Но имелась во всем этом деле одна, тонкость. Одна инструкция, которая была передана ему всего один раз. И передал ее всего один человек. Тот самый, который председательствовал на сходке, на которой Круглого и ввели во внутренний круг. Когда сходняк закончился и его участники разошлись, Учитель – такая была кликуха у председательствующего – задержал Круглого и сказал:
– Когда ожидают передела, может появиться джокер. Передел случается редко. На своем веку, может, и не застанешь. Но если случится, знать должен.
И Учитель сообщил ему все, что необходимо для опознания джокера. Затем, убедившись, что Круглый все усвоил и запомнил, он закончил сообщение так:
– Ты взошел теперь на очень высокий уровень. Не ниже моего. А для чего мы сюда приходим, на этот уровень? Вот ты, например, тебе что, денег не хватает?
– Это есть, – осторожно усмехнулся Круглый.
– Не сомневаюсь. Значит, теперь для тебя главное – не ходить под кем-то. Бить клинья от себя. Это и есть свобода, которой остальным, не таким, как мы, не видать. Будь они по эту или по ту сторону зоны.
Все это Круглый знал и без Учителя. Но так же хорошо он знал и то, что Учитель рисованных хрустов не мечет. И поэтому продолжал слушать с прежним напряжением и собранностью.
– Это тебе на всю жизнь, – продолжал Учитель. – Но случаются точки слома, в которых ты не сможешь действовать от себя. Что не сделаешь, все будет только гнилое. Тогда узнаешь джокера и сделаешь по его.
Много лет прожил после того разговора на земле Круглый, и никаких точек слома ему так и не встретилось. Был острый момент, сразу после того, как Леню из Кремля под стену уложили.
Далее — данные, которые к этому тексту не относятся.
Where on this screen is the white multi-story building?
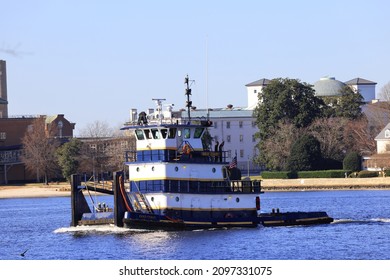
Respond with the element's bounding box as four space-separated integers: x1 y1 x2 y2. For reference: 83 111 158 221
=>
131 75 376 176
188 105 259 175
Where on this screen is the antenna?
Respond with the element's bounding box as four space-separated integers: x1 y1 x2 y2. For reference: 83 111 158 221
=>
152 98 166 123
184 75 194 122
206 35 209 120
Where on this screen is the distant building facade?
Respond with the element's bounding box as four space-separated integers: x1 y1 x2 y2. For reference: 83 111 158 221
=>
314 77 377 103
0 60 8 118
0 60 75 184
130 77 376 176
0 114 75 184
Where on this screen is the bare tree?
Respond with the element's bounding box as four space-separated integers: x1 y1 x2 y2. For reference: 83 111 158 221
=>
379 82 390 101
344 118 382 155
80 121 135 177
21 118 60 184
309 117 350 161
260 122 304 170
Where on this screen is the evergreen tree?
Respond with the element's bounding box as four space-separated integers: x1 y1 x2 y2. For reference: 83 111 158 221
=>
324 86 364 120
343 152 362 172
288 134 322 171
253 78 326 168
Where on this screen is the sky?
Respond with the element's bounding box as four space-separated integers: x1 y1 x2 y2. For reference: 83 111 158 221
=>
0 0 390 136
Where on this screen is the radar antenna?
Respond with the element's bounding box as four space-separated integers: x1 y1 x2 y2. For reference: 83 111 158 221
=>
152 98 166 123
184 75 194 122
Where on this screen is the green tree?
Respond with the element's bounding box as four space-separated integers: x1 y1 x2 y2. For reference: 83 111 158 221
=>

Когда при Андропове «Боинг» американский шарахнули.
Пригодились тогда инструкции Учителя. Но как пригодились? Можно сказать, отрицательным образом. Только, чтобы убедиться, что бобик сдох и фокус не удался.
Во всем остальном, за исключением ситуации с появлением джокера, Круглому тогда, на той сходке на Дальнем Востоке, была заповедана свобода действий. И сказано было: «Это тебе на всю жизнь». Вот поэтому он так теперь и ерзал, так и чувствовал себя неуютно, чтобы не сказать, в дураках, когда пошел под ярмо к заокеанскому эмиссару. Конечно, сразу же, в первом же разговоре, Круглый попытался поставить американца на его место. Он поначалу так тому и заявил, что он, Круглый, «имеет право» самому решать, входить ему или не входить в те или иные крупные дела. А вот другие «не имеют права» пугать его и склонять к чему-то против его воли. Но американец знал, оказывается, о статусе, а значит, и о правах Круглого. Более того, он перечислил ему чуть ли не половину тех, кто присутствовал на сходняке, на котором Круглого ввели во внутренний круг. Знал он и о последнем инструктаже Учителя. Хотя, как показалось Круглому, сами инструкции он знал неточно.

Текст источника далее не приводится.